One the tenets of the nonviolent civil disobedience is that, the violent response of police to people walking on a bridge or sitting at a lunch counter reveals the violence inherent in the system to those who would not otherwise see it. Furthermore, the images of those traumatized bodies have an emotional impact on those who otherwise don't feel they have something at stake in the conflict. (Though, Sontag at least thinks it's a bit more complicated than that.) For the modern Civil Rights movement, I think there is clear evidence that those images of traumatized bodies helped shift mainstream public opinion in favor of civil rights and away from racist and segregationist polices. (Others might argue that the nonviolence would not have been effective on its own and that the various race riots and other violence or threats of violence played at the very least a supporting role, but I don't know nearly enough about the subject to comment.) Even more recently, the Black Lives Matter movement was greatly strengthened by the dissemination of images and videos of traumatized black bodies.

It is true, that images convey emotional impact, and it is true that our ability to quickly share images influences policy debates, but, at the same time, what would we have actually learned about violence, whose mind would have actually been changed, what more just policy could have come about if Cornell West got the shit beat out of him? How many more traumatized black bodies do we need to see to know that the KKK is bad? Do you have the right to demand other people take a beating to preserve our own sense of moral purity?

So Much More to be Said & Nothing More to Be Said
I've left a lot out of this post, even of my own thoughts. There is a ton of historic context around radical left wing activism, radical right wing terrorism, the codifying of racism in American policy, and the authoritarian tendencies in the Republican party. There are arguments around how we would perceive American white supremacists and fascists if they were foreigners, around the tension between protecting lives now while continuing to lay groundwork for more lasting progress, and around the nuance of particular weapons and particular physical acts. I also haven't spent any time on the idea that there is no antifa when there is no imminent threat of fascism and that the easiest way to get rid of antifa is to show up at counter-protests yourself and vote Democrat in the next few elections.

I honestly, despite all the above words, still don't know exactly what I believe the ultimate ethics are of antifa as a tactic. I think ganging up on someone and kicking them when they're down is wrong. (Pretty sure most antifa think that as well.) I also think, personally, as a white dude, if I'm in a situation in which a Nazi is attacking a person of color, I have a responsibility to intervene and in some way put my body between the Nazi and whoever he is attacking and what happens after that, I don't know. 

But despite all the nuance, despite all the disagreement, despite the different ethical frameworks, we all agree that every human life has value and that, though we need to continue to have these debates about the methods of the resistance, both as effective tactics and as moral acts, we cannot let those debates drive us apart.
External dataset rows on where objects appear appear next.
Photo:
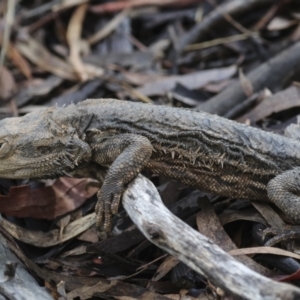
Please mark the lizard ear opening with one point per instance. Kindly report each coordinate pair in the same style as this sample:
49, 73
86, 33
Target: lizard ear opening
4, 148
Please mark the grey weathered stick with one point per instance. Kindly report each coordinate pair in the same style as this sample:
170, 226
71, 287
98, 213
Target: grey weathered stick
216, 17
272, 74
17, 283
143, 204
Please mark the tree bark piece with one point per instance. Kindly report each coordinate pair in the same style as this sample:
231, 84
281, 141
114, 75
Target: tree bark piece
143, 204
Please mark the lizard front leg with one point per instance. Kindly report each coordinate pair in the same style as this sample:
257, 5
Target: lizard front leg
125, 155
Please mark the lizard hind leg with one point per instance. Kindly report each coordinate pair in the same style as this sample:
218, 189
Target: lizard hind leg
284, 192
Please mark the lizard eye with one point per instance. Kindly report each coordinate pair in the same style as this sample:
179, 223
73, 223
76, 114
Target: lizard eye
4, 148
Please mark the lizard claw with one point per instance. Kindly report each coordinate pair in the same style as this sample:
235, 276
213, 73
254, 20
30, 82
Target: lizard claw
107, 206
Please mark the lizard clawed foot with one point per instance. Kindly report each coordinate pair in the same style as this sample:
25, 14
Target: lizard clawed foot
109, 199
281, 235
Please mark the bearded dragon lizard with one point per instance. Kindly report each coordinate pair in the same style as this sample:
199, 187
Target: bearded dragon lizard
205, 151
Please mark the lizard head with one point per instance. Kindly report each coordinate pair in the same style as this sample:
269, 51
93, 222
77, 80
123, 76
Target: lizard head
35, 146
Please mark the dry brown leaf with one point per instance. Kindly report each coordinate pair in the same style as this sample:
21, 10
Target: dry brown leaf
65, 195
50, 238
209, 225
67, 3
165, 267
245, 83
16, 57
7, 84
62, 223
108, 28
283, 100
191, 81
279, 23
39, 55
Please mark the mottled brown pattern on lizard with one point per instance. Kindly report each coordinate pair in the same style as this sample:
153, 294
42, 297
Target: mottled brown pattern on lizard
202, 150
We cannot let our front be divided, we cannot let Nazis slip through the cracks back into open society, and we cannot let this president, his family, and the Republican party use white supremacy or anything else to turn this country towards fascism. And even if you believe all violence is wrong, even if you believe antifa are hurting the fight against white supremacy and fascism in America, even if those black masks and organized young people scare you, remember there is one absolute unquenstionable difference between antifa and Nazis. Nazis are Nazis, while antifa are people who fight Nazis. Remember what you call the people who fought Nazis the first time around?